La policía recogió sus bártulos y despejó el campo poco antes de mediodía. Cuando se quedó solo, Draco telefoneó a una empresa de reformas rápidas y encargó un presupuesto de remodelación del dormitorio.
—¿Qué clase de remodelación tiene pensada?
—Completa —dijo sin titubear—: muros, ventanas, cuarto de baño con todos sus accesorios. Estoy cansado de ver siempre los mismos azulejos y el mismo papel pintado.
—Tenemos lo que usted necesita, señor.
—Es un consuelo.
Con todo el jaleo no había desayunado y estaba muerto de hambre. Bajó a la cocina y abrió el frigorífico. No había gran cosa. Una docena de latas de cerveza, una botella de leche descremada, una tarrina de paté y los restos de una pizza. Extendió el paté sobre la pizza fría y se lo comió apoyado en el frigorífico ayudándose con tragos de leche.
Subió al piso superior y se asomó a un enorme agujero donde solía haber un muro con la ventana del dormitorio. Tal como el sagaz inspector de policía había determinado, el proyectil causante del estropicio procedía de la colina de enfrente, cubierta de un bosque comunal crecido y solitario. Draco calculó la media docena de puntos desde los cuales podría haber disparado el agresor. No tenía grandes esperanzas de encontrar pistas después de que tres policías patosos se pasaran la mañana buscando indicios entre los árboles, pero, de todos modos, se puso unos zapatos viejos, cogió un bastón de montañero y fue a echar un vistazo. «Uno tiene que ponerse en el lugar del enemigo», no se cansaba de repetir el Coronel, en aquellos viejos tiempos. Draco inspeccionó los lugares idóneos. Había un pequeño claro entre los árboles desde el que se veían bien las casas situadas al pie de la colina. «Aquí pudo ser», se dijo, y miró cuidadosamente el suelo removiendo las hojas con la punta del bastón. Encontró una colilla que parecía reciente. Le pasó el dedo por la ceniza. Sí, era reciente, de unas horas antes. Continuó buscando cuidadosamente hasta que dio con las señales del trípode sobre el que se sostuvo el disparador.
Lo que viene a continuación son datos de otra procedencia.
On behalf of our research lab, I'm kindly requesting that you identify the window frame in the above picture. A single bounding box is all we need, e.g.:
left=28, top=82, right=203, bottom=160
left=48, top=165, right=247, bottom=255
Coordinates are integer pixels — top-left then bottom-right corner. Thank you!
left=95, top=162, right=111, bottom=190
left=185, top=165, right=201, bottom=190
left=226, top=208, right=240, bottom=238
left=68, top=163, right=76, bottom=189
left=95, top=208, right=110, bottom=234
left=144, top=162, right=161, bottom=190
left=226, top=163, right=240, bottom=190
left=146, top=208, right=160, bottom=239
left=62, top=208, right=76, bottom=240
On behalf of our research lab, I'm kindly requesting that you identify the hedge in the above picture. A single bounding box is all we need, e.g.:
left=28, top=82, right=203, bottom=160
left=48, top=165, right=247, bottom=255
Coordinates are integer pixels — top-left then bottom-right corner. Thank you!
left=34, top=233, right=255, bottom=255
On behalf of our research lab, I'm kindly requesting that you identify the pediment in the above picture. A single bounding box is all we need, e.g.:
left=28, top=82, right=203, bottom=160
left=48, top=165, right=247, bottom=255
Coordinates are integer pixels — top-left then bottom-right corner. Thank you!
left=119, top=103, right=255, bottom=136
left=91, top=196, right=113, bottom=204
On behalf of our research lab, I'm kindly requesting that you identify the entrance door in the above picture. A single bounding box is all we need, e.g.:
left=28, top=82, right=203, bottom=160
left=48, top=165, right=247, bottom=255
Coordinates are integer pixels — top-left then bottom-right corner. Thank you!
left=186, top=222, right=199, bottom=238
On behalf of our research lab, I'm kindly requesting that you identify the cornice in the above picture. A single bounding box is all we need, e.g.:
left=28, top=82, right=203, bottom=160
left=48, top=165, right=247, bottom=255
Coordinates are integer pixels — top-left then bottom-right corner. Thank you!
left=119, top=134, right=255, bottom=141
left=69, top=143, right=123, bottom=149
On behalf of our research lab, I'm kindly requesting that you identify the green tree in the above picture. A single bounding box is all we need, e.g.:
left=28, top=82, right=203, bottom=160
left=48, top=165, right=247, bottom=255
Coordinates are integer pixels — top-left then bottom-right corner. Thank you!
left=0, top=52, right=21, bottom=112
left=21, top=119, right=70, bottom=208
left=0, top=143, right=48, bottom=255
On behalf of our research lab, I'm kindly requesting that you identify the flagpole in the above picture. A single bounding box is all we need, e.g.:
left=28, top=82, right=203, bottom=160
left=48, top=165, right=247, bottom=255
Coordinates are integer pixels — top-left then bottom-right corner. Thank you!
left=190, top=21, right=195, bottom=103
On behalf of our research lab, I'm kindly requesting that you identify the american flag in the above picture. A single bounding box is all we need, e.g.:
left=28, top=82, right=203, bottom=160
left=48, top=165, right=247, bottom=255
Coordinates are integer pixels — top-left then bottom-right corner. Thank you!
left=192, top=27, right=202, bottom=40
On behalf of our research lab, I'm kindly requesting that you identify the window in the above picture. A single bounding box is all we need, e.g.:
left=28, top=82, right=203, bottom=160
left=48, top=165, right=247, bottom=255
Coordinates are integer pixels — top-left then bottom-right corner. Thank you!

La pata trasera marcada profundamente por el retroceso del disparo. Ampliando el radio de la búsqueda, entre unos matojos espesos que los policías no se habían molestado en apartar, encontró el trípode, un lanzagranadas ruso Fex90 y la funda del proyectil. Al agresor no le interesaba que se los encontraran en el maletero si lo detenían en un control de carretera. Apuntó los números de serie.
Un rato después regresó a su casa y se sirvió un trago.